Djokovic suffered a muscle tear in his third-round, five-set epic against Taylor Fritz, and the world number one skipped practice on Saturday in a bid to recover in time to resume his quest for a record-extending ninth title at Melbourne Park.
Withdrawing from the tournament would be devastating for the defending champion who has won 17 Grand Slams in all, especially after his fourth-round disqualification in the U.S. Open last year when he accidentally hit a ball at a line judge.
“I don’t know if I’ll manage to recover from that in less than two days. I don’t know (if) I’m going to step out on to the court or not,” Djokovic said after a match with Fritz.
His next opponent, Canadian Milos Raonic, may not complain however, having lost all 11 times he has played Djokovic, the most recent being the final of the rescheduled Cincinnati tournament last August.

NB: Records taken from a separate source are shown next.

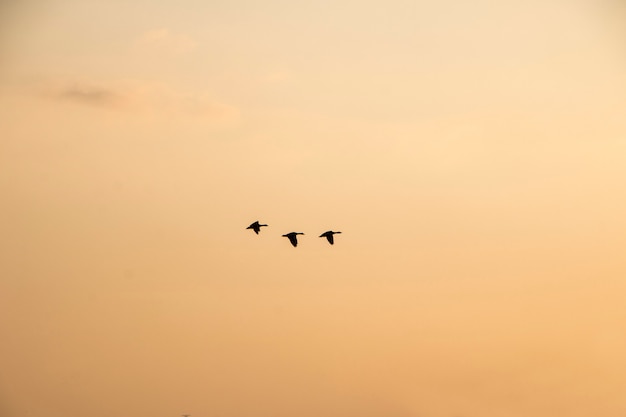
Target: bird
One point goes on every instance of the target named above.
(293, 238)
(256, 227)
(329, 235)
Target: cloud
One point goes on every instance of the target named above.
(91, 95)
(163, 40)
(142, 98)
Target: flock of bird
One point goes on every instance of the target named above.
(293, 236)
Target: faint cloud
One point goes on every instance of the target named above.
(163, 40)
(142, 98)
(278, 76)
(91, 95)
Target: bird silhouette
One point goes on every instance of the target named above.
(329, 235)
(293, 238)
(256, 227)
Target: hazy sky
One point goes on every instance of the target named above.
(473, 153)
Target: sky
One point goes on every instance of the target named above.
(471, 152)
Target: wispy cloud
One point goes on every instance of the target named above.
(140, 97)
(164, 40)
(91, 95)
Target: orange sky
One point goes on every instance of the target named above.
(471, 153)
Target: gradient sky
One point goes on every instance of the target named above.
(473, 153)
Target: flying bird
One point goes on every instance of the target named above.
(329, 235)
(293, 238)
(256, 227)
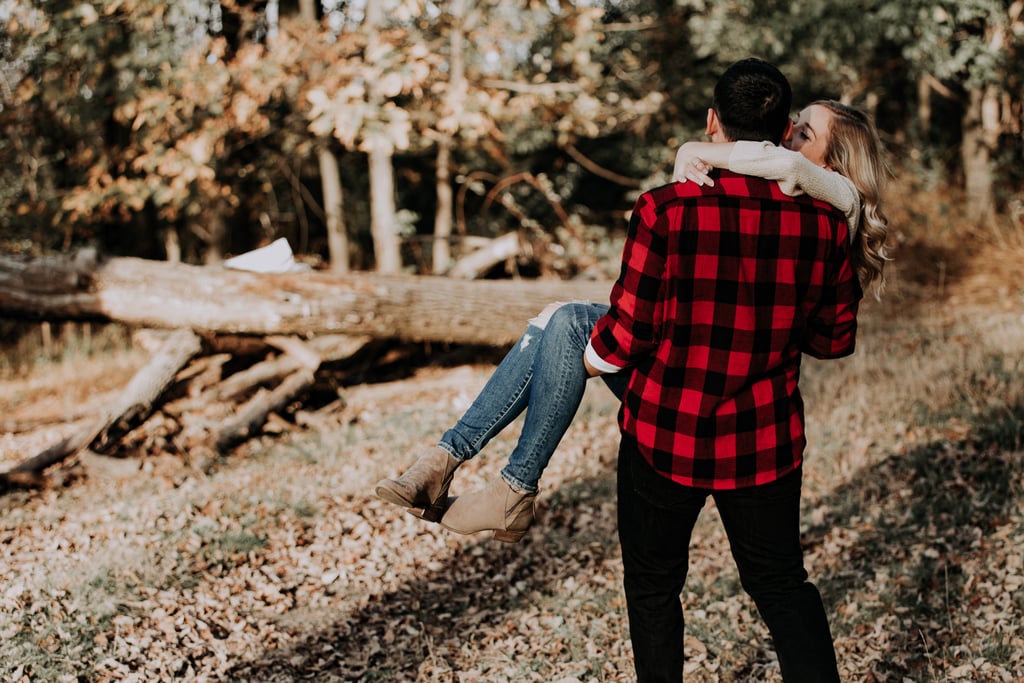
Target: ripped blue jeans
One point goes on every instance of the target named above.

Third seed Dominic Thiem may have hoped to have the crowd back on his side after dispatching home favourite Nick Kyrgios in a five-set thriller, but instead he will face Bulgarian Grigor Dimitrov in an empty Rod Laver Arena.
An action-packed women’s schedule will have U.S. Open champion Naomi Osaka take on two-times Grand Slam winner Garbine Muguruza - the first time the pair have met on court - while Serena Williams is up against feisty Belarusian Aryna Sabalenka.
Romanian second seed Simona Halep, seeking her first hard court major, will be tested by reigning French Open champion Iga Swiatek, who has yet to drop a set at the tournament.